The star of the evening is the Wagyu Tomahawk (RM820 per kg) which has been dry-aged in the Himalayan Salt Tile Cabinet. Each tomahawk portion is approximately 1.0-1.5kg, ours was slightly over 1.3kg. The Wagyu selected for Chambers Bar & Grill is one of the highest quality Wagyu products available outside Japan and has been sourced from one of Australia’s most awarded Wagyu producers “Sher” owned by Sher family producing Full Blood and F1 Crosses since 1991. Sher Wagyu uses Tajima, Fujiyoshi & Kedaka bloodlines which the pedigree can be traced back to Japanese ancestors.
The tomahawk has been grain-fed 400+ days, with a marble score 6-7.
The tomahawk is cooked on the charcoal grill and comes with buttered corn, confit garlic and a choice of sauce. Arriving on a large wooden board, it was most certainly impressive-looking and turned heads in the restaurant. Beautifully cooked to medium doneness, we enjoyed every bit of this platter. The meat was tender and full of flavour, as expected of a dry-aged Wagyu beef. There are also "small surprises" in the form of deep fried crispy beef fat topped all over the tomahawk. To go with the steak, we ordered the sautéed baby spinach (RM18) and hand-cut steak fries (RM24).
Juicy, tender and grilled to perfection
Chambers Grill serves three types of salt - red wine salt that goes with meat, lemon salt with seafood, and smoked salt to go with chicken. In the background, jalapeno bread.
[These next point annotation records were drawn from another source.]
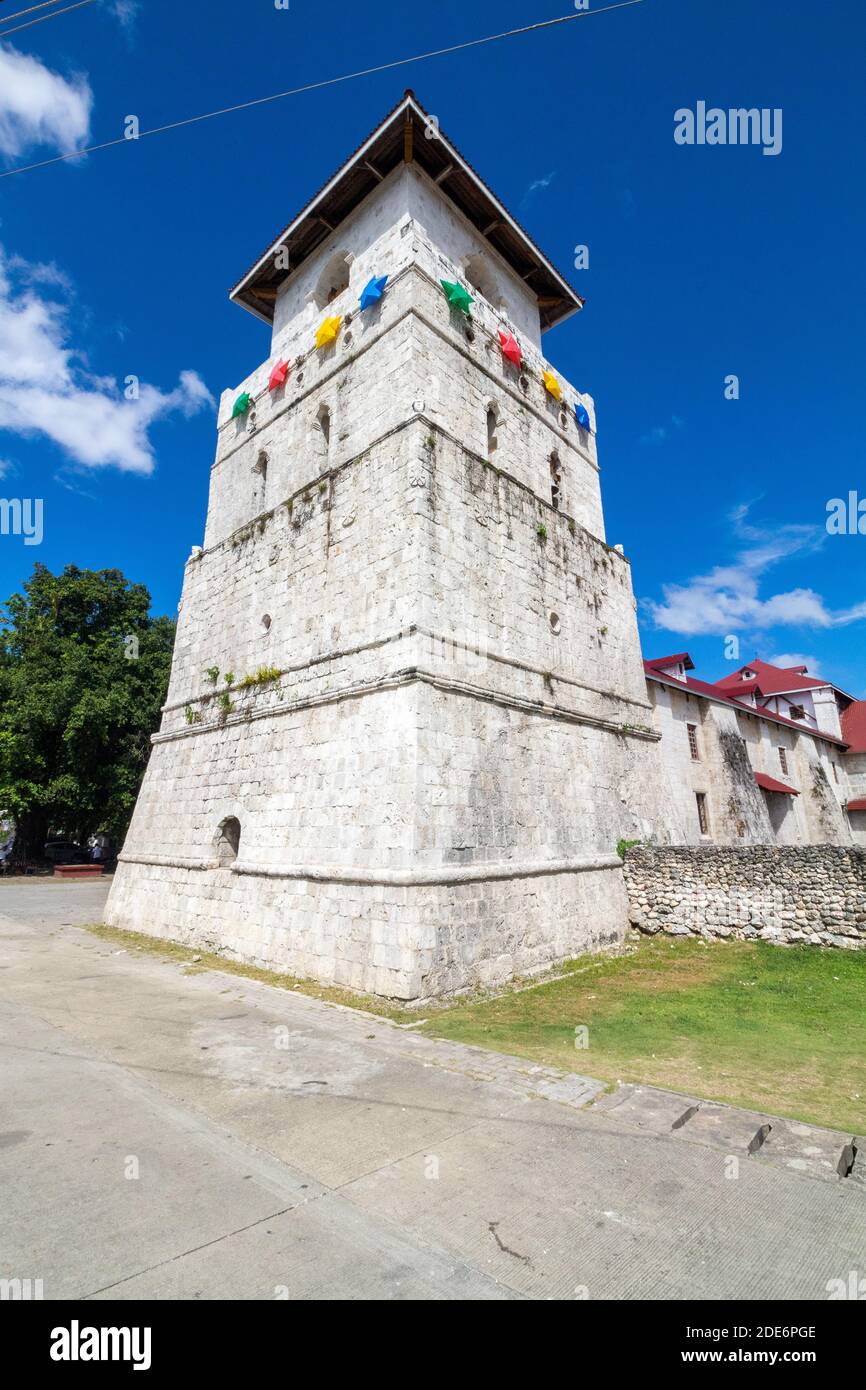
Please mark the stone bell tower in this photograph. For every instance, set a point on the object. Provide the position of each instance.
(407, 720)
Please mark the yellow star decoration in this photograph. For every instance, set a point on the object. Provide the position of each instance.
(552, 385)
(327, 332)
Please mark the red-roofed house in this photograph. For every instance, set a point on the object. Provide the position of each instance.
(854, 733)
(738, 769)
(790, 691)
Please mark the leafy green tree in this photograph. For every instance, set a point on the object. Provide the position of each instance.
(84, 672)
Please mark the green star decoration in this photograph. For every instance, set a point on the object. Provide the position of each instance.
(458, 296)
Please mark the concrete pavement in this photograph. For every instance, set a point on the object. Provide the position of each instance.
(200, 1136)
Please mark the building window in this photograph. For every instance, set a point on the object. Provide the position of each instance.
(324, 424)
(228, 841)
(556, 480)
(260, 469)
(332, 281)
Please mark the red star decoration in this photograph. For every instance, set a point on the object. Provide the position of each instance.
(510, 348)
(278, 375)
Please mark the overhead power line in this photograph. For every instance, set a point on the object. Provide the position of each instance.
(42, 17)
(314, 86)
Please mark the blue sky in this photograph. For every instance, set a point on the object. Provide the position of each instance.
(704, 263)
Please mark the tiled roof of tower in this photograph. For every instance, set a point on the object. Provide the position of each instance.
(724, 697)
(680, 658)
(398, 139)
(854, 726)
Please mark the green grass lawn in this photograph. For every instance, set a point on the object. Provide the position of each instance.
(768, 1027)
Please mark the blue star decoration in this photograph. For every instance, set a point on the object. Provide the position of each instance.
(374, 291)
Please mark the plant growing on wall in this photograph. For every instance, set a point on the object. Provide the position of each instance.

For desserts we had the Bourbon vanilla creme brulée (RM32) with Cointreau-marinated Forest Berries and raspberry sorbet, warm Chocolate Brownie (RM32) with butterscotch sauceand pecan ice cream and lavastone-grilled Sarawak pineapple (RM30) with peppermint jelly and coconut ice cream. Our favorite is the chocolate brownie - rich and sinful!
Chambers Bar is connected to the Grill with access from both the Grill room and the lobby lounge. It offers a good selection of champagne, wine, hard liquor, cigars as well as hip and trendy cocktails in a stylish setting. Great place for chilling and people-watching, while enjoying a glass of cocktail or whisky on the rocks.
Malaysian Mule (RM41) - Lemongrass-infused Vodka, kaffir lime juice, brown sugar, fresh ginger and ginger beer
Macallan 12 Years (RM38)
Classic Mojito (RM41) and Long Island Iced Tea (RM41)
Opening times: Lunch: 12noon to 2.30pm; Dinner: 6.30pm to 10.30pm daily. Bar open from 10am to 1 am daily.
Location: Chambers Bar & Grill, Lobby Level, Hilton Kuala Lumpur, 3, Jalan Stesen Sentral, Kuala Lumpur Sentral, 50470 Kuala Lumpur.